The White House is strongly urging Senators to include budget reconciliation language in the health care section of the budget, a move Republicans have characterized as a “deceleration of war.”
Indeed, after pushing everything from the Contract with America, to welfare reform, to tax cuts targeted at the rich, to drilling in the Arctic National Wildlife Refuge, using reconciliation and even firing successive Senate parliamentarians who disagreed with their use of reconciliation, Republicans are now threatening to “trip up Democratic priorities — large and small” should reconciliation instructions be found in the final budget. According to The Hill:
The GOP might first go after White House nominations. Republicans could require each appointee to get a separate hearing and a separate roll call vote. They could stop attending committee hearings, and decline to provide “unanimous consent” to move forward on even the most benign issues or routine Senate business. Republicans could also demand that the text of bills, which are often hundreds of pages long, be read aloud. These tactics could grind the Senate to a virtual halt, Republicans say.
Of course, if you don’t give, you’re not gonna get and Republicans have shown only limited willingness to cooperate with Democrats on health care reform. Key Republicans voted against the popular SCHIP legislation, eight Republican senators (including health care heavy weights Grassely and Hatch) voted against Gov. Kathleen Sebelius’ nomination to head the Department of Health and Human Service, Republicans misrepresented the intent of health information technology and comparative effectiveness research in the stimulus, encouraged smear groups to lie about CER and health IT, invited Easter special Sally Pipes to testify about health care reform, and have already taken the public option off the table.
14,000 Americans are losing their health care coverage every single day and, instead of seriously considering the President’s proposal, Republicans are busy painting health care reform in red. They’re looking to win a political fight (not have a policy debate) and prevent a Democratic victory on health care. But why should Democrats concede reconciliation, when Republicans, who have made such good use of the procedure when in the majority, are offering them nothing in return?

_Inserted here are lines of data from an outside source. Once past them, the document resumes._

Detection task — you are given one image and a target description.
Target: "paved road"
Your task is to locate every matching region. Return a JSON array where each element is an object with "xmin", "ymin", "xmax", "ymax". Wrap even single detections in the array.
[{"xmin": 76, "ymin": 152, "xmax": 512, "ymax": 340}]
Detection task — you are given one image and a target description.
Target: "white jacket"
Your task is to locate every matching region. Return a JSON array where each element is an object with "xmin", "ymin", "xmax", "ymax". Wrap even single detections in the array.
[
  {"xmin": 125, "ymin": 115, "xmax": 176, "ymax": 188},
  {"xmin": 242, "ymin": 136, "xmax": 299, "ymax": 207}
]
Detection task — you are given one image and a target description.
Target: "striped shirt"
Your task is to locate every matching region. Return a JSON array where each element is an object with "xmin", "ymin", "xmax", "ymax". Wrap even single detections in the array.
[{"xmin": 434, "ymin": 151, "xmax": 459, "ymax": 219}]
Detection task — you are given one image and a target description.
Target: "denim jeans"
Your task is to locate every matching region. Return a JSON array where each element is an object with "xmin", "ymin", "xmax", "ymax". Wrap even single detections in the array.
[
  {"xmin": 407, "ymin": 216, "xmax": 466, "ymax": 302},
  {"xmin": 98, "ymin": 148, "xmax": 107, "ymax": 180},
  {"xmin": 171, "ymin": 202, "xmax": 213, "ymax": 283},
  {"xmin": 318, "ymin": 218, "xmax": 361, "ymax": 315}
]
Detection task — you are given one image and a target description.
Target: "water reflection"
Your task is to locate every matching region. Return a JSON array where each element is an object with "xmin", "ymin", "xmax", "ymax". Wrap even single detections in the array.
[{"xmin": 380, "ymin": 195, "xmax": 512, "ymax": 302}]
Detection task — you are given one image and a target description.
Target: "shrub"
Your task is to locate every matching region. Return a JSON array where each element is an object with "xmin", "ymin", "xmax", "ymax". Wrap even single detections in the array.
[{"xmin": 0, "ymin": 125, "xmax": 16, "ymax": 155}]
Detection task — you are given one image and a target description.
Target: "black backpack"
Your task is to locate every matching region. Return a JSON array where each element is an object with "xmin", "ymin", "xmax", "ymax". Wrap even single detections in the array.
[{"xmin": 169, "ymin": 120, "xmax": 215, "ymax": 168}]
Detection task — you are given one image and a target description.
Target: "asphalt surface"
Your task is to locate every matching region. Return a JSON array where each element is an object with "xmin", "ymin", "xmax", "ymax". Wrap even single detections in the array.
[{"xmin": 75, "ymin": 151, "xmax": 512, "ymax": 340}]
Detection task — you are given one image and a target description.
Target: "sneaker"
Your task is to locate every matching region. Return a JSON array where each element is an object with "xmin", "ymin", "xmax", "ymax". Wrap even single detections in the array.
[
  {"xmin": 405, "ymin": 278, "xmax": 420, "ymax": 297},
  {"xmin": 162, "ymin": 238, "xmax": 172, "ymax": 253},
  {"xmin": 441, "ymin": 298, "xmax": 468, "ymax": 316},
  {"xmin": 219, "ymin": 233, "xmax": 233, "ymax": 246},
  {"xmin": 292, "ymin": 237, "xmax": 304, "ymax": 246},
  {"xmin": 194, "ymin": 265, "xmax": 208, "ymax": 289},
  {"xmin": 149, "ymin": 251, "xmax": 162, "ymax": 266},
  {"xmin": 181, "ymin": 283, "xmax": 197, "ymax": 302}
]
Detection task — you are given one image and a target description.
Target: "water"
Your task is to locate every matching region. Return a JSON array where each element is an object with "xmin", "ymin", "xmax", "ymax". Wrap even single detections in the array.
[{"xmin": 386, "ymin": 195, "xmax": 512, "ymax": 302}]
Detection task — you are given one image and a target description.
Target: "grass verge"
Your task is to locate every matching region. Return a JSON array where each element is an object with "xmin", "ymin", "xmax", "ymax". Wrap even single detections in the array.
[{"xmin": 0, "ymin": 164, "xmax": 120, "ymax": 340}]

If it’s the Republican view, it’s likely a declaration of war.
President Obama might consider the move a deceleration of Republican obstructionism on health care reform.
April 23rd, 2009 at 1:41 pmLet Republicans declare war. Frankly, that bothers me not at all. In this system of government, if you aren’t the majority, you lose, parliamentary tricks aside.
April 23rd, 2009 at 8:52 pmThe GOP certainly recognized that, as you note in your second paragraph. And if it were up to me, I’d bury them (as Kruschev would have it).
RECONCILIATION???
NO. NO. NO. A complete take over and end of the AMA and med related lobbyist. Simply impose a one payer single plan insurance and set prices for medical service. Take over all hospitals and put the country back to work by building hundreds of hospitals all over the country.
Nationalization, not reconciliation.
I lived with a europian national system which was fantastic; in the US, we are simply getting screwed.